More recently we’ve seen physics professor William Fry demonstrate how intimately attuned these makers were ▭ to the way various twisting and pumping actions of the instrument’s body contribute to its sound. They modulated the thicknesses of the front plates in meandering patterns, and applied their varnishes in similarly uneven coats, both to optimize these quiverings and to compensate for the flexibility quirks of the wood that differed for each instrument.
Teosinte
There are several wild grasses native to Mexico and Central America collectively referred to as teosinte [tay-o-SEEN-tay]. Their finger-sized ears bear a single row of tough-skinned kernels which you can either crack and feed to livestock or grind into flour. At a high enough temperature some will even pop like popcorn.
Gaspard de la nuit:
Trois poèmes pour piano d'après Aloysius Bertrand Euphony
Maurice Ravel himself expressed much the same attitude toward Boléro Frank Zappa would echo fifty-odd years later toward Valley Girl: basically, total bewilderment that such a spur-of-the-moment trifle drew so much adulation.
But you’ll never hear that kind of talk from either side of the table about Ravel’s Gaspard de la nuit, inspired by the poetry of Aloysius Bertrand (1807-1841). It was and continues to be one of the most astonishing, multilayered pieces of music a single pair of hands can conjure from a keyboard. It’s also widely cited as the most technically demanding in the standard repertoire. Here’s a YouTube video of its Scarbo movement ▭, the last and most difficult of the three, played by Valentina Lisitsa (whose parents originally intended for her to be a ballet dancer).
Byssus
Likely the most celebrated swatch of byssus is St. Veronica’s Veil, also known as The Vernicle or The Sudarium. Legend tells us St. Veronica comforted Jesus on the way to his crucifixion by drying his face with The Veil, which thereafter miraculously displayed his portrait. Among competing specimens claiming to be the Sudarium, The Veil of Manoppello, tightly guarded at a Capuchin friary four hours by train northeast from Rome, is easily the most impressive. Though the cloth’s actual image falls far short of what you see in the Northern Renaissance panel shown here, it’s hardly less mysterious.1
Byssus textile is now so rare it has no quotable price and it’s only passed along as a gift. Several Sardinian women currently practice this painstaking art, most famously Chiara Vigo who dives by night off the Isle of Sant’Antioco to harvest the threads from secret underwater coves. She has visited The Veil of Manoppello and certified it — whether miraculous or not — as byssal. As for the noble pen shell, its populations have slumped alarmingly from overfishing for its more prosaic value as an entrée.

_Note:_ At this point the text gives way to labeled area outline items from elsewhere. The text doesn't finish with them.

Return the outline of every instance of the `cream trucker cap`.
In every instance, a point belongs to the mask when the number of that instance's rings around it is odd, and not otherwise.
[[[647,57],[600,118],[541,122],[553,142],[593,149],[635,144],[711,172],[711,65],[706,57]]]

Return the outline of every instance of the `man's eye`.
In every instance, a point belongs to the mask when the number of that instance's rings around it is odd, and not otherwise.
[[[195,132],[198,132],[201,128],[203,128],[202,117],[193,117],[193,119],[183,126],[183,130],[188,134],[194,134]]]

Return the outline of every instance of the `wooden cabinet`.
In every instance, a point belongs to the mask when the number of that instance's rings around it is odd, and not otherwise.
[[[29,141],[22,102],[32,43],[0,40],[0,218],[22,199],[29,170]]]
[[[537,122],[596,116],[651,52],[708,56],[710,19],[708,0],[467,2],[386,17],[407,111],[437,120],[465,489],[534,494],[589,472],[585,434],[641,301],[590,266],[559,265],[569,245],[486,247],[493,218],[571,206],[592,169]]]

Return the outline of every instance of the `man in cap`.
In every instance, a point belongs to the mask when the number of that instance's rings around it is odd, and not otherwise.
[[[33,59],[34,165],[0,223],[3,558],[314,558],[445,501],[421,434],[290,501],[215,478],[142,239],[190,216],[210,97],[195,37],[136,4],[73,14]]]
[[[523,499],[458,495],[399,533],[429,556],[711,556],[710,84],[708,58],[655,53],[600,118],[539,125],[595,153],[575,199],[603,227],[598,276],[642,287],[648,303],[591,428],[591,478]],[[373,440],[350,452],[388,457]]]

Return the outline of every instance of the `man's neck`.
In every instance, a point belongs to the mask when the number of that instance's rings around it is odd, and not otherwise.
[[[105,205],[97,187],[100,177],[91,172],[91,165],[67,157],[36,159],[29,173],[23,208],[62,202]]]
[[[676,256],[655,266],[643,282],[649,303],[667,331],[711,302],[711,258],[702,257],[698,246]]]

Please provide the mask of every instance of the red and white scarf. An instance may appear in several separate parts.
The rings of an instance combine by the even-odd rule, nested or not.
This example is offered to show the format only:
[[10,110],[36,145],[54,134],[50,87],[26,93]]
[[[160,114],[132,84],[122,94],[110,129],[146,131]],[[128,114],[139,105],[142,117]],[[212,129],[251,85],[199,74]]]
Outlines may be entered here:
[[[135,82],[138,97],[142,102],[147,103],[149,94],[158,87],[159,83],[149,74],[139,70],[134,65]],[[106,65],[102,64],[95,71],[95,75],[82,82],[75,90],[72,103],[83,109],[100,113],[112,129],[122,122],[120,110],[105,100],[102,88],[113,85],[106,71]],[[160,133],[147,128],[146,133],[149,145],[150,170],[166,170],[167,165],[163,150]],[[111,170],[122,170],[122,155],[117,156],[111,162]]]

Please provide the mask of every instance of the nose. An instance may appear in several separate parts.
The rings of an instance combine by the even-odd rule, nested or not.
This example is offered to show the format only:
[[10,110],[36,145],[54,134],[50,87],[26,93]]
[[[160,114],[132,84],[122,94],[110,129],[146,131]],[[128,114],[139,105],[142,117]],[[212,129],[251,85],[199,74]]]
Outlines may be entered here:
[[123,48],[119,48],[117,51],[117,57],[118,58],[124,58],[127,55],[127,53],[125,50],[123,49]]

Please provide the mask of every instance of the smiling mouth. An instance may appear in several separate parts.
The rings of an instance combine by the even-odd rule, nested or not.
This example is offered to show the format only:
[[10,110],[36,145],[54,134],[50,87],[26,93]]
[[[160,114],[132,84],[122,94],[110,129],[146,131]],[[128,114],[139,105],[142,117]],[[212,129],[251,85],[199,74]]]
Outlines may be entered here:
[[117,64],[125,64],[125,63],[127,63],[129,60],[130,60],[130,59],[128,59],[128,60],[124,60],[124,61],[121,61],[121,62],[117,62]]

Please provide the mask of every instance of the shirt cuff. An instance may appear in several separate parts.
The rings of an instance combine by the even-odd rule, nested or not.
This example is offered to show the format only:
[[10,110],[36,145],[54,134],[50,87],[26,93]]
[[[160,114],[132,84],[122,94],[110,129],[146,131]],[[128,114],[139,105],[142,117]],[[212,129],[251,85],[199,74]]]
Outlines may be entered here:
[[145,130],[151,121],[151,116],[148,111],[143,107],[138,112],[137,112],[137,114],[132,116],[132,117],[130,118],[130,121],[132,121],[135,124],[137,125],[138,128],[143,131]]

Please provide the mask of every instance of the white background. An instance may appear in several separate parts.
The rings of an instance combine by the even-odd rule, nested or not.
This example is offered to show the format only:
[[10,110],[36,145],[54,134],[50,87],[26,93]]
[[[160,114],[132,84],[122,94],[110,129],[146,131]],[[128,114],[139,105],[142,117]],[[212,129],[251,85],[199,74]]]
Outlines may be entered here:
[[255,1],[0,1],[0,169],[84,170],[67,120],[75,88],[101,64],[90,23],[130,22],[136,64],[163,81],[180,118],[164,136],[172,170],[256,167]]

1. This is not to say people don’t wonder how St. Veronica could have possessed the astounding foresight, not to mention extreme personal wealth, to show up at the crucifixion with such a cloth at the ready.
The Luck of Edenhall
Outside of County Cumbria in northern England you don’t encounter the word “luck” in this sense very often. Here it refers to a talisman, most typically a work of fine tableware in stone or glass, the breakage or loss of which will surely spell doom for its well-landed owners.
Of the many lucks and rumored lucks in the area, that of Edenhall is the best known and quite arguably the most remarkable. It’s a flared, riotously colored beaker about 16 cm (6.2 inches) tall and 11 cm (4.33 inches) wide at its lip, a masterful example of Islamic decorated glassware dating from the mid 1300s. Its earliest owner of record was Sir Philip Musgrave, a baronet and royalist politician who sat in the House of Commons from 1640 to 1643, kept a low profile under the Commonwealth, then served again until his death in 1678.